It's unfortunate that my polite and calm words are, in the face of an inflammatory situation, considered to be incapable of being said without being an "affectation." The things I say, I mean. I can't control how you or anyone else takes them, especially when the concepts of truth and forthrightness, in my case, are almost immediately thrown out as a possibility. It shows a certain lack of flexibility to be unable to look past one's frustrations with a person and see that they could have a point or be a decent, intelligent person.

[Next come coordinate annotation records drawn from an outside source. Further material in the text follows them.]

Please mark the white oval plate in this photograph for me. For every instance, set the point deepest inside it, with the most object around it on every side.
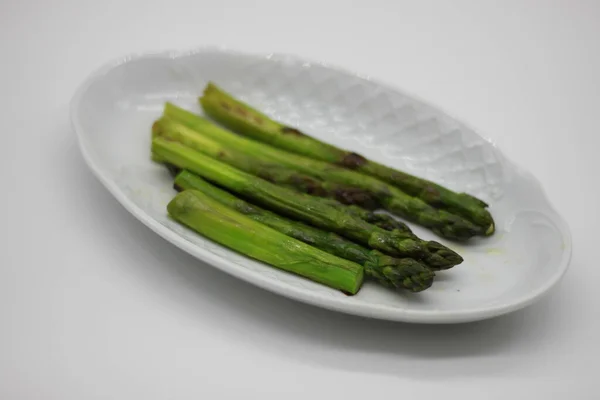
(114, 108)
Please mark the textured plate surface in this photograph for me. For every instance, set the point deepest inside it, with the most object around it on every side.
(113, 110)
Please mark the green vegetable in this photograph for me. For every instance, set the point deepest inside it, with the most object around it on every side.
(172, 130)
(391, 198)
(232, 229)
(433, 254)
(391, 272)
(241, 118)
(296, 205)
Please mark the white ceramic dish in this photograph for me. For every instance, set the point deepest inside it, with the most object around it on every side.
(113, 110)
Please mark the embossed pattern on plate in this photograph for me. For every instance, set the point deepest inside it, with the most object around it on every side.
(113, 110)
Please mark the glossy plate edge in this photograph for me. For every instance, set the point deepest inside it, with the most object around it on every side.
(281, 288)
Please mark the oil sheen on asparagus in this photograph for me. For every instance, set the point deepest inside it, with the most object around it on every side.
(389, 197)
(246, 120)
(234, 230)
(435, 255)
(405, 273)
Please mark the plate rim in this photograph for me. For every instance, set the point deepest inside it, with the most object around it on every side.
(279, 287)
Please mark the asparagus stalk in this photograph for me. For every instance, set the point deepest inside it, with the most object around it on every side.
(232, 229)
(391, 198)
(391, 272)
(172, 130)
(436, 255)
(296, 205)
(242, 118)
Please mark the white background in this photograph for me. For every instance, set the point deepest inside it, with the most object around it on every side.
(93, 305)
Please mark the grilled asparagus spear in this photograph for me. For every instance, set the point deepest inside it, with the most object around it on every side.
(172, 130)
(299, 206)
(391, 198)
(391, 272)
(242, 118)
(436, 255)
(234, 230)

I understand that, for whatever reason, I irritate the dickens out of both you and JCC. The irritation seems to manifest itself whenever one (or both) of you engage me in some sort of debate. It's been almost a constant, since I came to this board, with one (or both) of you nipping at my proverbial heels. I take this in stride, reply to your every question/accusation/assumption/extrapolation with the best composure as one can, given the circumstances. This seems to only make matters worse. It's a pity, as it's meant to do the opposite.

I figure that, one day, you'll both tire of singling me out and decide I'm not worth tapping your intellect or that I'm not all that bad. I'm willing to ride it out, if you are.


Quote:
Originally Posted by Verdandi
But if you're polite and courteous with people, you are more likely to sway them, or have them understand what you're saying
Isn't it just easier to correct someone without trying to corner them, or argue with them? People respond better to kinder things.
Thank you! -beam- That's precisely the point I was attempting to make.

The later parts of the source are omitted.